In mid-2025 there was an awkward gap in the agent world: MCP had won as the way to give models tools, but OpenAI’s Codex, the cloud SWE agent, couldn’t speak it. Codex could run shell commands in its sandbox, and that was the opening. If the agent has a terminal, the terminal can be the MCP client. tmcp is that bridge: a single binary an agent invokes like any other CLI, using tmcp list to see its tools or tmcp call context7__resolve-library-id '{"libraryName": "express"}' to use one, while the binary handles the actual MCP session against local stdio servers or remote HTTP ones, custom auth headers included.
The environment dictated most of the engineering. A Codex sandbox is a fresh, minimal Linux box on every task: no Node, no Python, no package installs you can count on, and every process launch adds latency an agent multiplies by however many tool calls it makes. So the client is compiled with Bun into a standalone executable with zero runtime dependencies. It is cross-compiled for Linux x64/ARM64 and both Mac architectures, starts in under 100ms, and installs with one curl | bash line in the sandbox’s setup script. It also reads the mcp.json configs that Cursor and Claude Code already write, because nobody wants to maintain a second copy of their server list for one more client.
The agent gets a different binary, not a flag
The security model is the part I’d keep even if everything else changed. The obvious design is one CLI with an --agent-mode flag or a config option that restricts what the agent can do, and it’s wrong, because anything enforced by configuration can be un-enforced by an agent that can edit configuration, and editing files is the one thing coding agents are best at. So there are two binaries. The developer version does everything: parse configs, discover servers, write the tool manifest. The agent version, installed by a separate script, can do exactly two things: list the configured tools and call them. It contains no code paths for changing configuration, adding servers, or touching the manifest. The boundary isn’t a check the agent might route around; it’s capability that simply isn’t present in the executable the agent has. The same “make the boundary structural, not procedural” instinct runs through Zodex and spaceship-cli.
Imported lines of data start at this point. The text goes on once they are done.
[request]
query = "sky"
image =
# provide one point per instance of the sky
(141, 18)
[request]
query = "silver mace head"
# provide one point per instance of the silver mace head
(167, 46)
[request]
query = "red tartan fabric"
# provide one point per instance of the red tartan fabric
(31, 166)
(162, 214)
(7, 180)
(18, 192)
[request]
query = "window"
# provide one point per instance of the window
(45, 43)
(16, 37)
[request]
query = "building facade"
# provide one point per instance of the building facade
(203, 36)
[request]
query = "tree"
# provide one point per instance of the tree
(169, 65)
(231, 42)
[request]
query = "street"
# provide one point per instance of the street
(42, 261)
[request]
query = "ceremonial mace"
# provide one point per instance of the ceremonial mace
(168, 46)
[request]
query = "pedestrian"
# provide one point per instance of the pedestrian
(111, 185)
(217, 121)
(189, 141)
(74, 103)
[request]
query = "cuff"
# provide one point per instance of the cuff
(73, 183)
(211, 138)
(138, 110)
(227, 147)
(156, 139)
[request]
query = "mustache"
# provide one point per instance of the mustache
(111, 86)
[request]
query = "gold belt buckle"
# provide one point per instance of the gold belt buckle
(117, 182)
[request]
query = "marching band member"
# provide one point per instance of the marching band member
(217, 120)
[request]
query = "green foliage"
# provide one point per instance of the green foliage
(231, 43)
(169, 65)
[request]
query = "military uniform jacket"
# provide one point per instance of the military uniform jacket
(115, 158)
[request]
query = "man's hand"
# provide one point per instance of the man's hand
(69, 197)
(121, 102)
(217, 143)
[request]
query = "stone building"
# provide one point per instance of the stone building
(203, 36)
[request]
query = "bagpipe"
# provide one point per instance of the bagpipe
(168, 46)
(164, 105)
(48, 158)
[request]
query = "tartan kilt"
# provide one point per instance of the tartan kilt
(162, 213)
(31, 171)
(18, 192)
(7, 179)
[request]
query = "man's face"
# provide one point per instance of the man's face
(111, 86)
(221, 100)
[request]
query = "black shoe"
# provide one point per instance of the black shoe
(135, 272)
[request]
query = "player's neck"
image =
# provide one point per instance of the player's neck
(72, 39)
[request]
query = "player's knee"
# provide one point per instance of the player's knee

The human stays in the loop at the manifest: tmcp init connects to every server in the config, extracts each tool’s schema, and writes a tools.json where every entry carries an enabled flag and a ready-made example invocation. Flip anything to false and the agent binary won’t offer or execute it. Curation is an edit to a JSON file you own, on a machine the agent’s binary can’t reconfigure.
The 1550-byte line break
My favorite detail in the repo is the least glamorous one. Codex’s cloud shell environment at the time crashed on output lines longer than 1600 bytes. It didn’t truncate them; it crashed, taking the agent’s turn with it. And MCP tool results are exactly the kind of output that produces five-kilobyte single-line JSON blobs. So every response tmcp prints is formatted to keep lines under 1550 bytes, breaking JSON intelligently at word boundaries while keeping the structure valid, so the agent can still parse what it reads. It’s three sentences of feature description and it was the difference between “works in the demo” and “survives real tool output in the environment this was actually built for.” Debugging your way to a number like 1550 is what building for agents mostly is.
The ecosystem eventually closed the gap. Codex got native MCP support, and this stopped being load-bearing infrastructure. But for its window it did the job: any agent with a shell got the whole MCP ecosystem, safely, in one binary.